Ogni punto di vista, non è solo fisico. La percezione è sempre una costruzione della nostra mente che gli altri non possono vedere.
"Ma sì, non vedi le grosse orecchie tonde?", ripete la mamma. "Ma dove?". "Ma dai, ma come fai a non vedere, è anche grossa, là vicino a quell'altra tutta bianca...". Niente da fare. Agnese non vede niente e si arrabbia. Un po' per la sua tenera età, e un po' perché spesso le persone quando non capiscono si arrabbiano. Sia quelle che spiegano che quelle che ascoltano non capiscono. Ecco spiegato il nostro handicap.
Ecco perché scrivere è un'opera d'arte
Ogni volta che inizio a scrivere, mi trovo di fronte ad Agnese. Ho alcune nuvole da far vedere e riconoscere, ma lei non ha i miei occhi. Il mio è un tentativo. Il suo è un tentativo.
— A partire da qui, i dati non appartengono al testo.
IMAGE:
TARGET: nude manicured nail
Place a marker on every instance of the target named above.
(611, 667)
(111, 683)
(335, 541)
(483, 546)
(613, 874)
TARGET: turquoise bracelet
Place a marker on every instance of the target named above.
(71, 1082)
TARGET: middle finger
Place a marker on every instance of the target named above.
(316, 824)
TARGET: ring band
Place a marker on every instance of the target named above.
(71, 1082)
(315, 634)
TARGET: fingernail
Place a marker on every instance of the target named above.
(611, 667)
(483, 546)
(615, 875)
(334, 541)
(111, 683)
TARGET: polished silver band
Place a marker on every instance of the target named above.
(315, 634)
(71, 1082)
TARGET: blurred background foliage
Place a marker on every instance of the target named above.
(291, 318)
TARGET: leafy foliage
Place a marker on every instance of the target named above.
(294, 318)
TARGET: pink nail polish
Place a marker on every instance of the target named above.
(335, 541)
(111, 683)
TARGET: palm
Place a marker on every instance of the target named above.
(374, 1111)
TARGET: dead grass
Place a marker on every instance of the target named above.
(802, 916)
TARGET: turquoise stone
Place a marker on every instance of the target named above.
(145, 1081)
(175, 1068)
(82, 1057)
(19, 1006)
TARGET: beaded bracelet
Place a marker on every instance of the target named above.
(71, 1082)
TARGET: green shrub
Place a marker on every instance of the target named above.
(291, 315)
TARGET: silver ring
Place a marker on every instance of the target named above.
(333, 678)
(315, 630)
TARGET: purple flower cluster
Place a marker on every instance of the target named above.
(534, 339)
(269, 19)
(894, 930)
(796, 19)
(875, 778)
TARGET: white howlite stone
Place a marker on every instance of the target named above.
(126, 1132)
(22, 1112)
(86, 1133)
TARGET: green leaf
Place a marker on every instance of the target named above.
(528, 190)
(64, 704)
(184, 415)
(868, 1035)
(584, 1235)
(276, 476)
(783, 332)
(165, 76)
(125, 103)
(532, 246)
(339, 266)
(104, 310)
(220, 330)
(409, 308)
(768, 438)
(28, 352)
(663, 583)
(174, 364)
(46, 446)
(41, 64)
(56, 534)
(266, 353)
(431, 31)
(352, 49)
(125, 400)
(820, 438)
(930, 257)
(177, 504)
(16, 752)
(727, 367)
Il tentativo di vedere o far vedere qualcosa che non si vede, o non si è ancora visto.
La parole sono come le nuvole perché formano disegni strani, chiari solo agli occhi di chi le scrive, chiare solo per chi ne ha un'esperienza diretta.
Le parole sono come le nuvole perché fanno in fretta a svanire, basta un po' di sole o una piccola distrazione e se ne vanno.
Le parole sono come le nuvole perché possono essere cariche di pioggia, e bagnare il volto di lacrime, o di leggera brezza e carezzarlo teneramente.
Le parole sono come le nuvole, perché servono per creare forme che gli altri possono riconoscere e forse capire.